# dolphins in a private pool



## Celinehurghada (Nov 5, 2009)

Just to share this horrible news:

"Few days ago HEPCA received several reports from members of the local caring community, denouncing the discovery of dolphins kept in appalling conditions in a private villa pool in Hurghada.

Relevant local authorities were immediately contacted to request clarification and additional information. The HEPCA team, including dolphin specialists, was authorised on the 15th of September 2010 to visit the villa, where it found four common bottlenose dolphins (Tursiops truncatus), two males and two females, all measuring between 2 and 3 meters, kept in a small swimming pool."
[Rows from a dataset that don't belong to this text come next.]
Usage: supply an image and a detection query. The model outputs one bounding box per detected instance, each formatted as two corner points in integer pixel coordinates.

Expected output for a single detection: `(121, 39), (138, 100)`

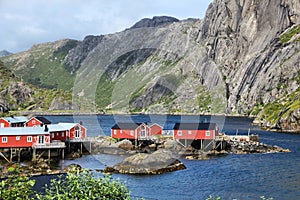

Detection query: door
(38, 135), (45, 144)
(140, 126), (147, 138)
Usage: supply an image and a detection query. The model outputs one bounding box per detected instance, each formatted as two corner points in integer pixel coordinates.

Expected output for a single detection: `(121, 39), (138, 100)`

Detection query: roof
(112, 122), (145, 130)
(47, 122), (85, 132)
(0, 126), (49, 136)
(173, 123), (217, 130)
(2, 116), (28, 123)
(31, 116), (51, 124)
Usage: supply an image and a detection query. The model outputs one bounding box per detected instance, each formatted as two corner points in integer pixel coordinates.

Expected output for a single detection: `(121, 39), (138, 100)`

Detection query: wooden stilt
(61, 149), (65, 163)
(9, 148), (13, 163)
(18, 149), (21, 163)
(32, 148), (36, 161)
(48, 149), (51, 165)
(90, 141), (92, 154)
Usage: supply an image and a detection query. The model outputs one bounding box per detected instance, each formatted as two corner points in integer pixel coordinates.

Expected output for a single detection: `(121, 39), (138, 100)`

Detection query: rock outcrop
(1, 0), (300, 131)
(104, 149), (186, 174)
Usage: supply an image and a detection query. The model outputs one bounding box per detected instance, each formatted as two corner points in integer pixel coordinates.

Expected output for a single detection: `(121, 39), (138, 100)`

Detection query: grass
(279, 25), (300, 44)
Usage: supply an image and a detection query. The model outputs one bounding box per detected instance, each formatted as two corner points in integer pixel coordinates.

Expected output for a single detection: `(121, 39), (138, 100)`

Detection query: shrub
(36, 170), (130, 200)
(0, 166), (35, 200)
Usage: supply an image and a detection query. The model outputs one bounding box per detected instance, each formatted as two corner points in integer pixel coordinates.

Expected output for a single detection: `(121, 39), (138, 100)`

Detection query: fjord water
(45, 115), (300, 200)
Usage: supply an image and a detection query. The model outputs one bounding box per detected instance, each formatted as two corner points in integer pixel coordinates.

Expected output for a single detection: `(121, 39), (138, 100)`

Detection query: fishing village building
(0, 116), (28, 128)
(0, 117), (86, 162)
(173, 123), (219, 149)
(24, 116), (51, 127)
(111, 122), (162, 140)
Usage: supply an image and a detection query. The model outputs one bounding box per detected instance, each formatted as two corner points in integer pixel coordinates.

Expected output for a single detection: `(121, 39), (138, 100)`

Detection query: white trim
(27, 136), (32, 142)
(2, 137), (8, 143)
(177, 130), (182, 136)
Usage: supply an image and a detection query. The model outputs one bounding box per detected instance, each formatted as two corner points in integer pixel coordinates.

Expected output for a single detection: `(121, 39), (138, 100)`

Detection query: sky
(0, 0), (213, 53)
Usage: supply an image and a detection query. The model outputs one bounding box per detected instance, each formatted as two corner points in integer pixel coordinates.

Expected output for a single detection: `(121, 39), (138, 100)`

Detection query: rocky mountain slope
(1, 0), (300, 130)
(0, 62), (97, 116)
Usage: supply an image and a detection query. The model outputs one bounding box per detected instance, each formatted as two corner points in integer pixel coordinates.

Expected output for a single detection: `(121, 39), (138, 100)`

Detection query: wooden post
(9, 148), (12, 163)
(61, 149), (65, 163)
(48, 149), (51, 165)
(32, 148), (36, 161)
(90, 141), (92, 154)
(18, 148), (21, 163)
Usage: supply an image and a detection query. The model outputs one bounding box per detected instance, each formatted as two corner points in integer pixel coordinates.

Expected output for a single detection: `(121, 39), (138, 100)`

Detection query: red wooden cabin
(0, 127), (50, 148)
(25, 116), (51, 127)
(111, 122), (162, 140)
(0, 116), (28, 128)
(173, 123), (218, 140)
(47, 123), (86, 142)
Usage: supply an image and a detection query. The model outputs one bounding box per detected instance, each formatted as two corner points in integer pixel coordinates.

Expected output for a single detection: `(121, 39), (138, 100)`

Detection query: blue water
(45, 115), (300, 200)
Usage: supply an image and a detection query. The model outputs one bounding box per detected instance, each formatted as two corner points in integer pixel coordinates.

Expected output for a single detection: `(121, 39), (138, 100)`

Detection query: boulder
(116, 140), (133, 151)
(105, 149), (186, 174)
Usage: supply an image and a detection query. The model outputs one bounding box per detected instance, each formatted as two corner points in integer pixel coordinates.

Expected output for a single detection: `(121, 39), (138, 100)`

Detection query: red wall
(25, 117), (41, 127)
(150, 124), (162, 135)
(50, 131), (67, 142)
(111, 129), (135, 139)
(0, 119), (9, 127)
(67, 125), (86, 140)
(0, 134), (50, 148)
(174, 130), (215, 140)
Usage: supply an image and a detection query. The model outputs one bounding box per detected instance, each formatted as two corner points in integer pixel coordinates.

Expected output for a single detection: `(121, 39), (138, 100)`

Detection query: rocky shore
(0, 135), (290, 178)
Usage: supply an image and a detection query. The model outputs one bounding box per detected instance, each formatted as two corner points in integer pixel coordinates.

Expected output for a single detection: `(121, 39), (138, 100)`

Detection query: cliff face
(3, 0), (300, 131)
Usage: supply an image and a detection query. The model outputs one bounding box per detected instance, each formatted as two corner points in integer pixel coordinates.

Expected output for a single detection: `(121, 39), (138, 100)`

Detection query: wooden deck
(32, 141), (66, 149)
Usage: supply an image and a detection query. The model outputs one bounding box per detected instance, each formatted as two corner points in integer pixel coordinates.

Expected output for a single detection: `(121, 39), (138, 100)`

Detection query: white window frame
(74, 126), (81, 138)
(205, 131), (210, 137)
(177, 130), (182, 136)
(2, 137), (8, 143)
(130, 130), (134, 136)
(27, 136), (32, 142)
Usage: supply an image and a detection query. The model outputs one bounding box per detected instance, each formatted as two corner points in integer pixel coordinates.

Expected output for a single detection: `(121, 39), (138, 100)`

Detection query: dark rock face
(133, 78), (176, 109)
(65, 35), (103, 73)
(130, 16), (179, 29)
(8, 82), (32, 104)
(105, 149), (186, 174)
(0, 50), (12, 57)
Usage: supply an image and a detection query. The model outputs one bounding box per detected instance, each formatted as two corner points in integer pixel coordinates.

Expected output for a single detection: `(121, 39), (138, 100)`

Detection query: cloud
(0, 0), (212, 52)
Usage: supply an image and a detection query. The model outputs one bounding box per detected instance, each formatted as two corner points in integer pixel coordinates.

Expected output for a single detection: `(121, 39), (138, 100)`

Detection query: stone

More info on HEPCA website.


----------



## XPATINALEX (Sep 9, 2010)

Celinehurghada said:


> Just to share this horrible news:
> 
> "Few days ago HEPCA received several reports from members of the local caring community, denouncing the discovery of dolphins kept in appalling conditions in a private villa pool in Hurghada.
> 
> ...


Unbelievable!!!


----------



## leprechaun1188 (Sep 23, 2010)

Sadly enough, these dolphins are intended to be sent to a dolphinarium being constructed in Makadi Bay. As though it's not bad enough that they may die en-route, they are destined for a life of jumping through hoops and never witnessing what a real dolphin should, the wide open expanse of the oceans. 

What's worse, is that it has been claimed that these dolphins were brought from Japan, not just snagged from the Red Sea. Seems likely that thousands were spent on their importation and transportation, when they cannot even put them in suitable temporary housing! at least get the filtration system working! Good grief.


----------



## Horus (Sep 17, 2010)

They should get the people who have done this and place them in jail for a very long time


----------